The days and the years glided away with my loved ones.
Oh Palestinians, it is a departure without return from exile!
 

from Poets Respond
September 24, 2023

__________

Lisa Suhair Majaj: “In June 1982, Israel invaded Lebanon, led by Defense Minister Ariel Sharon. In September, as Israeli soldiers watched through binoculars and lit flares to light the dark, Christian militias friendly to Israel massacred thousands of Palestinian civilians at the refugee camps of Sabra and Shatila in Beirut. Palestinian fighters had already been evacuated and the camps were defenseless. A UN commission of inquiry found Israel and several individuals, including Sharon, bore responsibility for the massacres. I was a college student in Beirut 1978-1982, and evacuated out during the invasion (our refugee boat was arrested and taken to Israel by an Israeli navy ship for interrogation).
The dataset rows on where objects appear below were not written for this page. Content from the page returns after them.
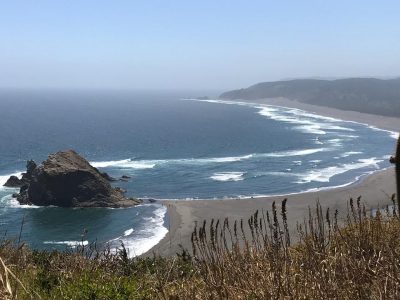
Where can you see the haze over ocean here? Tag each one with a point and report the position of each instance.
(173, 148)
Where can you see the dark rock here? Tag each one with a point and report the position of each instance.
(107, 177)
(14, 181)
(66, 179)
(121, 190)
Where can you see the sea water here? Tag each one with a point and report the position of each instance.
(172, 147)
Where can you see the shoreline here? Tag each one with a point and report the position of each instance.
(375, 190)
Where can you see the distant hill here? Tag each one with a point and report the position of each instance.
(367, 95)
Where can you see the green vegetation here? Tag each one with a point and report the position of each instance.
(356, 257)
(367, 95)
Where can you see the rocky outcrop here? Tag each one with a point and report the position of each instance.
(68, 180)
(13, 181)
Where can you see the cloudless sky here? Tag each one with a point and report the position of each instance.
(205, 44)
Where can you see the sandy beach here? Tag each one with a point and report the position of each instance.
(375, 189)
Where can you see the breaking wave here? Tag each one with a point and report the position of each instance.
(227, 176)
(140, 241)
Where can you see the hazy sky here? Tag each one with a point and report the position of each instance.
(208, 44)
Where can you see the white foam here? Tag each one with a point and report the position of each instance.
(394, 134)
(346, 154)
(139, 242)
(227, 176)
(301, 152)
(125, 163)
(325, 174)
(305, 122)
(128, 232)
(4, 178)
(68, 243)
(148, 164)
(9, 201)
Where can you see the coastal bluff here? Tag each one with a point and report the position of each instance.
(66, 179)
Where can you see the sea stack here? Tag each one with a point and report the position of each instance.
(66, 179)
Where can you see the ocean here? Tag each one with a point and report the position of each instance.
(172, 147)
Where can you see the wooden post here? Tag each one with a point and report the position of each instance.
(396, 161)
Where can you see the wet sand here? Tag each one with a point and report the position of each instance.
(375, 189)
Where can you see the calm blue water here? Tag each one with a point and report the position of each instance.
(172, 148)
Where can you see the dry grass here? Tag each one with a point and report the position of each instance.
(358, 261)
(253, 259)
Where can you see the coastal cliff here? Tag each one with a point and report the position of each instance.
(66, 179)
(366, 95)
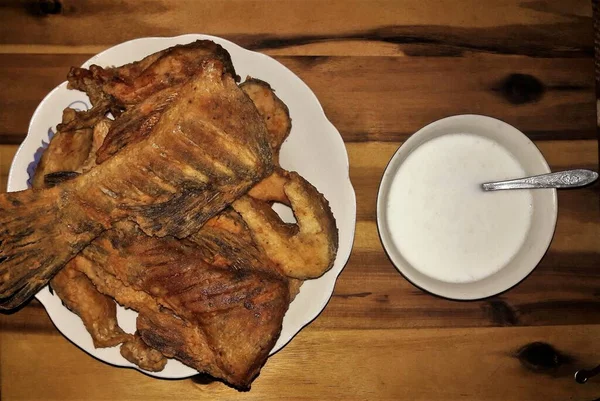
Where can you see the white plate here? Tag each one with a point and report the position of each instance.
(314, 148)
(543, 219)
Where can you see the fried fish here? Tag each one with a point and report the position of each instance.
(208, 148)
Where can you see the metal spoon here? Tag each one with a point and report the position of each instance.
(561, 179)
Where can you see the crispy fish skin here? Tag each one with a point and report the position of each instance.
(138, 352)
(68, 151)
(131, 83)
(275, 113)
(304, 250)
(208, 148)
(218, 320)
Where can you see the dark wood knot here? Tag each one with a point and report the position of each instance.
(44, 7)
(541, 357)
(522, 88)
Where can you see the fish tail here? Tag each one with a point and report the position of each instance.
(40, 231)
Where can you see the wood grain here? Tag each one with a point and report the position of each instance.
(364, 96)
(422, 364)
(381, 70)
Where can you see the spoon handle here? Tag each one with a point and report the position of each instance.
(560, 179)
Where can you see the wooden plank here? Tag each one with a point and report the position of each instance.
(425, 364)
(7, 153)
(562, 290)
(379, 98)
(536, 27)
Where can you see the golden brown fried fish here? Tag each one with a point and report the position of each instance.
(209, 147)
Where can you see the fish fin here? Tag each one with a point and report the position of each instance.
(40, 231)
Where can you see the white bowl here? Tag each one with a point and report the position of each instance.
(543, 219)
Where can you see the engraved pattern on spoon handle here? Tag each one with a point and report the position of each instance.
(560, 179)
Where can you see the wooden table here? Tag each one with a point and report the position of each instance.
(382, 70)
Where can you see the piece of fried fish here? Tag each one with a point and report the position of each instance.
(209, 147)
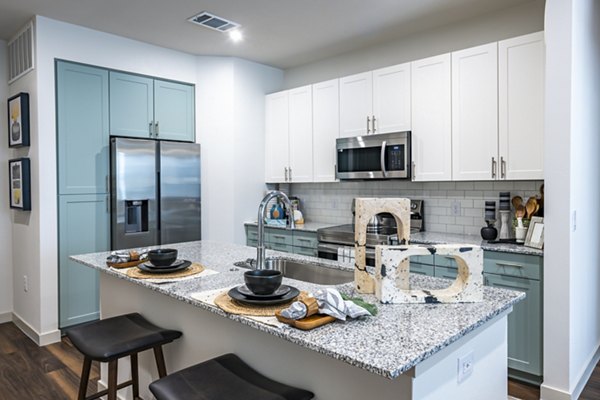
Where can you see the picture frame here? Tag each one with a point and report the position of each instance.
(535, 233)
(19, 181)
(18, 120)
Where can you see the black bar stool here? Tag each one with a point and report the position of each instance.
(225, 377)
(109, 339)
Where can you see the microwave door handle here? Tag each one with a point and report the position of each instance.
(382, 158)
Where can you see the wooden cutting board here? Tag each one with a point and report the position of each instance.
(308, 323)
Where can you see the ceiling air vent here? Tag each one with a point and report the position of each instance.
(213, 22)
(20, 53)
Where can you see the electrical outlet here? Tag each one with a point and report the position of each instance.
(456, 208)
(465, 366)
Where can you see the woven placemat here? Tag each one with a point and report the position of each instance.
(193, 269)
(226, 303)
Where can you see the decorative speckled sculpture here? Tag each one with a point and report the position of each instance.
(364, 210)
(392, 283)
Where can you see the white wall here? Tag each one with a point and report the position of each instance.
(6, 292)
(572, 255)
(511, 22)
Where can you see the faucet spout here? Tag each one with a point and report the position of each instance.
(262, 212)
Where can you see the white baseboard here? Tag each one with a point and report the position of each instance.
(41, 339)
(5, 317)
(550, 393)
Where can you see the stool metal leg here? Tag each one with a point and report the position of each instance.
(112, 379)
(85, 377)
(160, 361)
(135, 376)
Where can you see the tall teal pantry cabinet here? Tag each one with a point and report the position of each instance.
(83, 167)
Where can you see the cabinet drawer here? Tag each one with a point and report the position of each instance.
(445, 272)
(306, 251)
(519, 265)
(279, 236)
(287, 248)
(428, 260)
(445, 261)
(305, 239)
(422, 269)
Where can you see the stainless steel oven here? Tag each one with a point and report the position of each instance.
(382, 156)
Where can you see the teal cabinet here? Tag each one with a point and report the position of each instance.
(83, 228)
(82, 125)
(174, 111)
(131, 105)
(145, 107)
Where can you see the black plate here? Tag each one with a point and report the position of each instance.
(237, 296)
(182, 266)
(280, 292)
(176, 263)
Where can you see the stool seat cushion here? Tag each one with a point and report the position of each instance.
(223, 378)
(117, 337)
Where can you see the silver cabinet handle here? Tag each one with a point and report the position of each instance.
(382, 158)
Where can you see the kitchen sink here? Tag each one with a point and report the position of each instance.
(304, 271)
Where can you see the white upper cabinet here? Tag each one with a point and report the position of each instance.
(301, 135)
(521, 107)
(475, 113)
(431, 137)
(391, 99)
(326, 129)
(276, 137)
(356, 104)
(375, 102)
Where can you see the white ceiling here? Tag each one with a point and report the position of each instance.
(281, 33)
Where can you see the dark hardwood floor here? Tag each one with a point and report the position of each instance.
(52, 372)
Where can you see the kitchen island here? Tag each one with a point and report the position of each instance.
(405, 352)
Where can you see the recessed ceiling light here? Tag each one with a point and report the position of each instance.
(213, 22)
(236, 35)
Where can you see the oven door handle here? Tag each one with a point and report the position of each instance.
(382, 158)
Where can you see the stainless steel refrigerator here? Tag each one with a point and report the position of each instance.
(155, 192)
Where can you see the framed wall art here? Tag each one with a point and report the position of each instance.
(18, 120)
(19, 184)
(535, 233)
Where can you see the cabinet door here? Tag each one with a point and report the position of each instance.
(431, 137)
(131, 105)
(521, 107)
(524, 323)
(174, 111)
(300, 132)
(83, 228)
(356, 105)
(475, 113)
(276, 137)
(326, 129)
(391, 99)
(82, 128)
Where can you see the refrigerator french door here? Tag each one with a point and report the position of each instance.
(155, 192)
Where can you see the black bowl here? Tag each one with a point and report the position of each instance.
(263, 281)
(162, 257)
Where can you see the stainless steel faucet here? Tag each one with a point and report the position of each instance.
(262, 210)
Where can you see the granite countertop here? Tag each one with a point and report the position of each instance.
(389, 344)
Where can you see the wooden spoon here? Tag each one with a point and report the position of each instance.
(517, 201)
(530, 206)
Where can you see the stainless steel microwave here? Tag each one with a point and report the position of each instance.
(381, 156)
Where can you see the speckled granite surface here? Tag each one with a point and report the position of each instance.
(450, 238)
(397, 339)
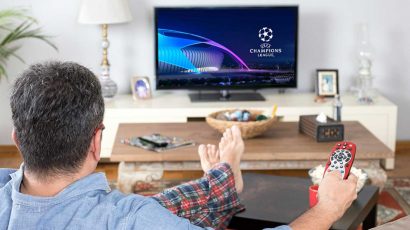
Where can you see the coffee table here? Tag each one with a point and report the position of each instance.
(281, 147)
(277, 200)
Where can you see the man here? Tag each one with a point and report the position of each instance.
(57, 111)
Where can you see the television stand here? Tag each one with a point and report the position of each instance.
(225, 95)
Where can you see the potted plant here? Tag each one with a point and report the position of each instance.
(16, 25)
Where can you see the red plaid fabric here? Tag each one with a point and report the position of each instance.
(210, 201)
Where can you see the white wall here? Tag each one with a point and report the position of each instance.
(328, 35)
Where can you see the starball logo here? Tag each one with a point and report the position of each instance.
(265, 34)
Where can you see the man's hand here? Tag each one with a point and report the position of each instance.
(335, 195)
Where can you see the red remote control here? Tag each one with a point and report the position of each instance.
(341, 158)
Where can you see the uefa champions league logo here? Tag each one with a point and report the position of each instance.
(266, 50)
(265, 34)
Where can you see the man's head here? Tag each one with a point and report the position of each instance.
(57, 108)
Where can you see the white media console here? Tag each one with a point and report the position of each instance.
(166, 107)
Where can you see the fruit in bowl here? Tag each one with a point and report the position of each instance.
(252, 123)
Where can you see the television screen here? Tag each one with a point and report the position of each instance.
(226, 47)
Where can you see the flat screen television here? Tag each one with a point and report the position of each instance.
(225, 48)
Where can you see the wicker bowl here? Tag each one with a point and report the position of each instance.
(248, 129)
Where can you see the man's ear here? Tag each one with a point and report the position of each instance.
(96, 145)
(14, 137)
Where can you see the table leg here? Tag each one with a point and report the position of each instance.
(370, 221)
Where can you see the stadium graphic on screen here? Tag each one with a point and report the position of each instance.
(226, 48)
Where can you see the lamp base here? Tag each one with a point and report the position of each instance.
(108, 87)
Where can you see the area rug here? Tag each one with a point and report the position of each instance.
(394, 200)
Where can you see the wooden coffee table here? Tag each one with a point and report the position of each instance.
(276, 200)
(279, 147)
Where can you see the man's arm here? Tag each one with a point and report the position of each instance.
(335, 196)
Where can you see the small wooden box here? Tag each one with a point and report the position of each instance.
(322, 132)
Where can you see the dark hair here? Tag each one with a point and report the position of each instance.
(56, 108)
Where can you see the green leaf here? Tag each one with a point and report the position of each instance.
(17, 25)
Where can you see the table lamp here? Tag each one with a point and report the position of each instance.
(104, 12)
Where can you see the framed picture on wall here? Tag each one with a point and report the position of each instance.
(141, 88)
(327, 82)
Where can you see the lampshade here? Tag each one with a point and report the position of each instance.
(104, 12)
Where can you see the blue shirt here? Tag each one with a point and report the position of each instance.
(87, 203)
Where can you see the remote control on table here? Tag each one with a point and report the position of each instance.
(341, 158)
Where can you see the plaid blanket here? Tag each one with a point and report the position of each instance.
(210, 201)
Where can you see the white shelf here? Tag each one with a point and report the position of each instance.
(380, 117)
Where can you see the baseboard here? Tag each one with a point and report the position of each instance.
(402, 146)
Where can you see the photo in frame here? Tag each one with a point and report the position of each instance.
(327, 82)
(140, 87)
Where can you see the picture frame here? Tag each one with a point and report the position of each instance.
(140, 87)
(327, 83)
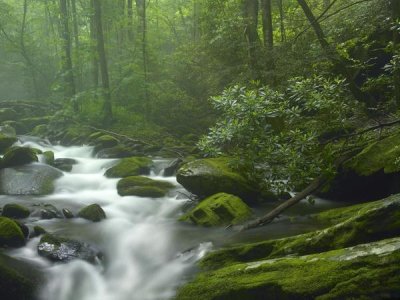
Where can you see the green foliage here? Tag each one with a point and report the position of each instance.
(277, 135)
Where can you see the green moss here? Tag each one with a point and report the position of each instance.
(10, 233)
(92, 212)
(353, 225)
(206, 177)
(381, 155)
(15, 211)
(6, 142)
(131, 166)
(48, 157)
(17, 156)
(219, 209)
(143, 187)
(361, 271)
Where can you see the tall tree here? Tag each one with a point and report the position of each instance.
(395, 7)
(107, 107)
(66, 60)
(142, 11)
(331, 53)
(268, 31)
(250, 13)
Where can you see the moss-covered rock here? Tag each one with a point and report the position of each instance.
(61, 249)
(104, 141)
(143, 187)
(368, 271)
(206, 177)
(15, 211)
(6, 142)
(131, 166)
(19, 280)
(17, 156)
(217, 210)
(48, 158)
(11, 234)
(40, 130)
(93, 212)
(352, 225)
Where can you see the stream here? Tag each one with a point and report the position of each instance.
(147, 253)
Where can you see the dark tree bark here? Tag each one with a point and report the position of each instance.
(282, 21)
(268, 31)
(107, 107)
(66, 60)
(250, 13)
(395, 6)
(142, 10)
(339, 63)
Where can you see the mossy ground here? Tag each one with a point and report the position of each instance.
(365, 271)
(11, 234)
(352, 225)
(131, 166)
(217, 210)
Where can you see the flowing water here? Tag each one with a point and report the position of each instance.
(147, 253)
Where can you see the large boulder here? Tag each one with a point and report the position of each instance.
(11, 234)
(206, 177)
(61, 249)
(143, 187)
(33, 179)
(131, 166)
(19, 280)
(15, 211)
(17, 156)
(93, 213)
(217, 210)
(367, 271)
(372, 174)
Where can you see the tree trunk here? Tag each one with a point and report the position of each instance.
(268, 218)
(339, 63)
(107, 108)
(267, 24)
(66, 61)
(282, 21)
(142, 9)
(395, 6)
(250, 13)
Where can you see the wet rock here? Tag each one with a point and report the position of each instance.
(33, 179)
(15, 211)
(143, 187)
(6, 142)
(93, 213)
(61, 249)
(65, 164)
(17, 156)
(172, 167)
(11, 234)
(131, 166)
(217, 210)
(206, 177)
(19, 280)
(48, 158)
(67, 213)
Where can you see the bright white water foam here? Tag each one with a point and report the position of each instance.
(140, 241)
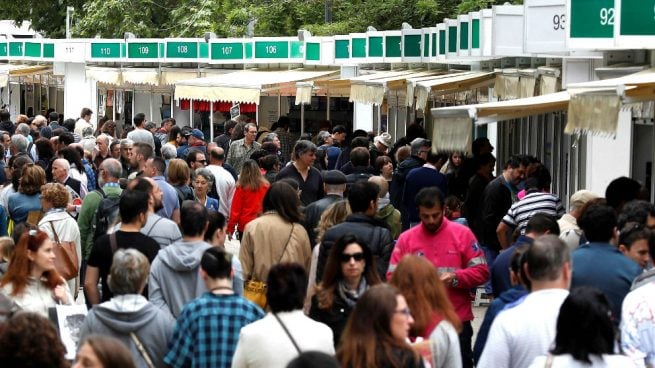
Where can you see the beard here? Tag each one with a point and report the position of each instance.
(158, 205)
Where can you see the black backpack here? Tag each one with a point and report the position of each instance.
(106, 214)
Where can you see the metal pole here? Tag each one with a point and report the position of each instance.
(302, 119)
(211, 121)
(191, 113)
(69, 10)
(113, 105)
(133, 104)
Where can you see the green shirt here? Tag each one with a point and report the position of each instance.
(86, 219)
By September I had settled in Ann Arbor, Michigan, for graduate school. When the massacre happened I was stunned by the images of bloated bodies on the TV screen. There was no context for my grief on that calm campus of grass and squirrels. Later I learned that someone I knew learned her uncle had died when she saw his corpse on a pile of bodies in the lane of the camp on the evening news. This year marks 41 years since the massacre. News agencies in various places in the world marked the anniversary. Reading the news from the distance of decades, now on the island of Cyprus—the place my refugee boat brought me to at last during my evacuation in 1982—I found my anguish rising potent as ever: over the massacres, and over the fact that Palestinians are still exiles. The italicized lines in the poem are from a lament by a Palestinian woman after the massacres of Sabra and Shatila, quoted in Laleh Khalili, Heroes and Martyrs of Palestine: The Politics of National Commemoration, 2007.”